"""Tests for dynamic dataset switching functionality.
This module tests that dataset switching works correctly through the
config system and is properly reflected in the backends.
"""
import pytest
import m4.config as config_mod
from m4.config import get_active_dataset, set_active_dataset
from m4.core.datasets import DatasetRegistry
def test_dynamic_dataset_switching(tmp_path, monkeypatch):
"""Test that dataset switching works correctly."""
# Setup mock data dir
data_dir = tmp_path / "m4_data"
data_dir.mkdir()
# Patch config module to use our temp data dir
monkeypatch.setattr(config_mod, "_PROJECT_DATA_DIR", data_dir)

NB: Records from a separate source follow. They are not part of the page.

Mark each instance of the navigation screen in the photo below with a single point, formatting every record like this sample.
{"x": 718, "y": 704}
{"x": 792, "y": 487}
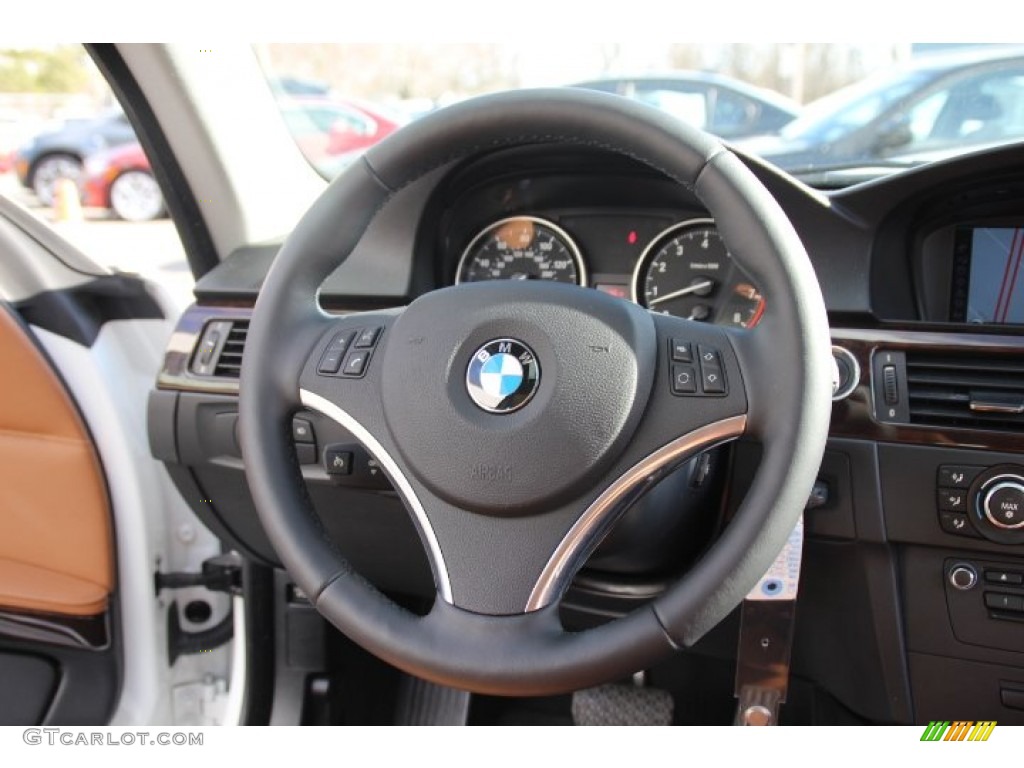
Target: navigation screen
{"x": 995, "y": 292}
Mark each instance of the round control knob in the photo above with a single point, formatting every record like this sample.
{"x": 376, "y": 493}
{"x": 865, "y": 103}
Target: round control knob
{"x": 1004, "y": 503}
{"x": 963, "y": 577}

monkeypatch.setattr(config_mod, "_DEFAULT_DATABASES_DIR", data_dir / "databases")
monkeypatch.setattr(config_mod, "_DEFAULT_PARQUET_DIR", data_dir / "parquet")
monkeypatch.setattr(config_mod, "_RUNTIME_CONFIG_PATH", data_dir / "config.json")
monkeypatch.setattr(config_mod, "_CUSTOM_DATASETS_DIR", data_dir / "datasets")
# Ensure dirs exist
(data_dir / "databases").mkdir()
(data_dir / "parquet").mkdir()
(data_dir / "datasets").mkdir()
# 1. Start with no active dataset
monkeypatch.setenv("M4_BACKEND", "duckdb")
monkeypatch.delenv("M4_DB_PATH", raising=False)
# Ensure config is empty/default
if (data_dir / "config.json").exists():
(data_dir / "config.json").unlink()
# With no active dataset configured, DatasetRegistry.get_active() raises ValueError
with pytest.raises(ValueError):
DatasetRegistry.get_active()
# 2. Set active dataset to something else (simulating 'm4 use')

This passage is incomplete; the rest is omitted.